Today aunt sue yelled at my realtor, She should have stayed married to a man I had her doing so well!!!!
I know. I am familiar. It’s another day. I tell the realtor.
Realtor said Sarah deserves to be happy! Aunt sue, welllllllllll maybe if she wasn’t.
She’s all on her own!
She’s really had to change her whole life around on its head! Well *eyeroll.
Sue is the kind of person who believes everything she says is correct and true, just.
—————
What I remember then, being weak. Wandering in my mind to be safe and comfortable.
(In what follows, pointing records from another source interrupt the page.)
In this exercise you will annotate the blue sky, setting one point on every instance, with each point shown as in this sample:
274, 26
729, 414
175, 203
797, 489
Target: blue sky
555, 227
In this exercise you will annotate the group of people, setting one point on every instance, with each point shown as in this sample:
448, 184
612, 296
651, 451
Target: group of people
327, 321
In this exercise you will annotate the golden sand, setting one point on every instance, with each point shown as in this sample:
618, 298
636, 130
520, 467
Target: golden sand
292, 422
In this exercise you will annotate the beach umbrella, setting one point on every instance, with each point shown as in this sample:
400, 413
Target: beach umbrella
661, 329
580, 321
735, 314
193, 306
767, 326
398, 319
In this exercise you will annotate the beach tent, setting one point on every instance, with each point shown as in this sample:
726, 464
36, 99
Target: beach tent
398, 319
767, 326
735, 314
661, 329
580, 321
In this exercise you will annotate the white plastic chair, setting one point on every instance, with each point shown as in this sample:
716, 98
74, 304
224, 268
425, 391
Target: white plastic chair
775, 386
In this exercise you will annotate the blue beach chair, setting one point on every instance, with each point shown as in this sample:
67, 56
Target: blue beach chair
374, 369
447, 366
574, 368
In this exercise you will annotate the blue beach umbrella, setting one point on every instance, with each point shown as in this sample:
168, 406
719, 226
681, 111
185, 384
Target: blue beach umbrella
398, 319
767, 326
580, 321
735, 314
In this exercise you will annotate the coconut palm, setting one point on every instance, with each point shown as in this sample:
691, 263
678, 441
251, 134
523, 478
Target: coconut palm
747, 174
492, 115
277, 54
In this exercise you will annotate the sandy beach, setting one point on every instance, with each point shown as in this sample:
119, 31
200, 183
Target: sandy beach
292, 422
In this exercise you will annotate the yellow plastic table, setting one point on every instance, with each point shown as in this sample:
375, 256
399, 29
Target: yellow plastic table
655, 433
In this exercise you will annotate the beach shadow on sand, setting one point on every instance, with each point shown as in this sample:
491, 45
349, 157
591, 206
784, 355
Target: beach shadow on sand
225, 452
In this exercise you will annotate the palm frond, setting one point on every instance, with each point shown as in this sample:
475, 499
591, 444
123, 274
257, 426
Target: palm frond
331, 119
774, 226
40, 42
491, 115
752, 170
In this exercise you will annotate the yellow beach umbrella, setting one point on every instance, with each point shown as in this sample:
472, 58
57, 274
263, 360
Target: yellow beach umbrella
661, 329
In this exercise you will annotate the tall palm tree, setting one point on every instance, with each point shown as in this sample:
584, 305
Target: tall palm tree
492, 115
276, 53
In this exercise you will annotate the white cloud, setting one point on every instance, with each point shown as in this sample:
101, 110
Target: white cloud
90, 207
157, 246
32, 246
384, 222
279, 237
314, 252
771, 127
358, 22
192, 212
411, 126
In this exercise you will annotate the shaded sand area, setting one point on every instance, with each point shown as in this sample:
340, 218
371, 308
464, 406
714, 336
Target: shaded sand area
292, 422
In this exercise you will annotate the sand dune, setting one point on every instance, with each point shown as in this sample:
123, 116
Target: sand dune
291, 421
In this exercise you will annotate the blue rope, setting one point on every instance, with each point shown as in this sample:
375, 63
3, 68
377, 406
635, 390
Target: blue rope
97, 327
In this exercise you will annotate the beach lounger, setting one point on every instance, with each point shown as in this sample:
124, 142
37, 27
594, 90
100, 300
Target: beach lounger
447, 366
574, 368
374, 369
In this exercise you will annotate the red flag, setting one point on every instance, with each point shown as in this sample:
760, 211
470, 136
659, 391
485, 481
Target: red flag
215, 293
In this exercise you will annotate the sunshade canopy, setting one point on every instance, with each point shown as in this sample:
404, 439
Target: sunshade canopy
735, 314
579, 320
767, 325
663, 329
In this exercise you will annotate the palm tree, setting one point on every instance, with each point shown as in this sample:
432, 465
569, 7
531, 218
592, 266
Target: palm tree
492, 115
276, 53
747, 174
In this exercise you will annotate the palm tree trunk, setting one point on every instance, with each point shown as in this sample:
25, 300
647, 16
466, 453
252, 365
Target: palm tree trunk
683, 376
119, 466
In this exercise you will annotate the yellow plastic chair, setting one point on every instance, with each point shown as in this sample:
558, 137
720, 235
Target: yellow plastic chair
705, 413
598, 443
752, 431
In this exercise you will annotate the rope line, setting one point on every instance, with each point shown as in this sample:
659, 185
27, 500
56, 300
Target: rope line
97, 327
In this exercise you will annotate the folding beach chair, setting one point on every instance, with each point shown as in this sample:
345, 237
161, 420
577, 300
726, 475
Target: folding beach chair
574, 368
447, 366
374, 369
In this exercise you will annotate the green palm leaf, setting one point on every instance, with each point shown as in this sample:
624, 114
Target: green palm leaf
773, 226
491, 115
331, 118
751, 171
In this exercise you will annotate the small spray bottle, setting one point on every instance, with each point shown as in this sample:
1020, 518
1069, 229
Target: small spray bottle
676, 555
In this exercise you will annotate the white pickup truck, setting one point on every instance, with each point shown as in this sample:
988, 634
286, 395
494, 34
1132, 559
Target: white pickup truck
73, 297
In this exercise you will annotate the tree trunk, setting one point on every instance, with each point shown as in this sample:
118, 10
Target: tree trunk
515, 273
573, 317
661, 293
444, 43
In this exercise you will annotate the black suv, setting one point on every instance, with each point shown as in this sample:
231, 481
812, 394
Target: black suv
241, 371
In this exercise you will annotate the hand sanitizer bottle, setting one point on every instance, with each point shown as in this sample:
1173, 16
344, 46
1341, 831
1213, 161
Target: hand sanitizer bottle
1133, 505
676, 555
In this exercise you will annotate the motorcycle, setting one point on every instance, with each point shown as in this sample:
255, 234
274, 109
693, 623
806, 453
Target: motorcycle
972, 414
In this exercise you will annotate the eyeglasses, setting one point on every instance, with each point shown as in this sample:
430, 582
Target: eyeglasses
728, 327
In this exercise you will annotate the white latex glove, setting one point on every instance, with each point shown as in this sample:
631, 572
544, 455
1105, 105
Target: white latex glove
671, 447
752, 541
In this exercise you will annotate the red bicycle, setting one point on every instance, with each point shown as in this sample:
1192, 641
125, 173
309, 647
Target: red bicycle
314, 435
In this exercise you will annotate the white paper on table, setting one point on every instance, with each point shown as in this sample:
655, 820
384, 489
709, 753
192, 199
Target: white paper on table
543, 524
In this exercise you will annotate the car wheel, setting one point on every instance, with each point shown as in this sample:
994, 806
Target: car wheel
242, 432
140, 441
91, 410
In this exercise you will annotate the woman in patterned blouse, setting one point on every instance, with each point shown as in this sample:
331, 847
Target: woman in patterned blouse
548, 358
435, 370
Searching with no right answer. Other people in charge. Should I get clothes at old navy?
I was lost.
10 thousand villages.
World market
Crystals and wearing black.
Patchouli.
Nourishing loved ones.
Caring, vegan, zen monks.
Pottery.
I was 23 then now I’m 37.
Aunt sue is the same. What I love. Who I love.
Maybe you should light insense to sleep better. Why are you on the couch?
I am very sick aunt sue. I am sick.
The old location of ten thousand villages. It used to be Alexandria II. Bookarore.
I walked there after mom died to buy the Tibetan book of the dead and a mala.
It’s okay to be a bu Jew Willow said .
The therapist sue hired to persuade me from being who I am.
She must marry Christopher!!!
And what do you want Sarah?
I want Rachel to call me back I want Claire but she’s with…men.
And Rebecca and my life. They tossed me out.
I want to be a potter.
I want agency and autonomy and comfort in my body but I cannot have it.
I go to Whole Foods and cry.
Messy disorganized foolish! You don’t want to be YOU trust me! Said aunt sue.
I cried and almost jumped off a building. I took Xanax for 7 days.
Naked. In bed. Alone in the apartment.
The peaceful tree house.
With hardwood floors and a tile kitchen.
You must find your voice Willow said.
Chris takes care of you.
Yes maybe, and I will be special?
I will have a day where everyone I’ve ever known will say nice things about me?
And there will be a family?
A new family? IS THAT TO MARRY. I want to know marriage as a woman to a woman
Do you think? My friend Chris?
He wants more than I can give.
They would love and accept me for who I am.
But who am I?
And how to find this voice so young?
Oh could I just sleep for 5 years?
He’ll go to work at his great job that everyone loves and be proud of me. You’re really doing great sue said you’re even wearing a dress!
It wasn’t worth everyone loving me. It caused so much suffering. No mom to turn too. Suffering. Would I ever heal? Was I stuck forever?
…………aunt sue now,
After the change I made myself through her maze of disinformation and old school rhetoric.
She is the same and I accept that. Not to hold in my body. But to say yes. It’s another day.
I am comfortable and happy in my body.
I am with Christine and I love her.
I don’t want to live in a town house as she wanted me to at the realtor.
I need a kiln and a home is a better investment. Yes. I am in control.
I am back at the rabbits. Violet and mala beads.
Wise and knowing that who is in this body is me.
I am me.
Crystal totem. Bracelet. Love and kisses. Wanted and real. True rest. True comfort.
That is worth more than money.
Home in body and mind. Yes but no. There are still reminders.
Zen mind beginners mind. As it’s not so simple even as life is simple.
Monks work. I work. We all work. The human condition is not one person.
Opening my home to caring for loved ones is also a conscious choice of mine. A decision I did not have before.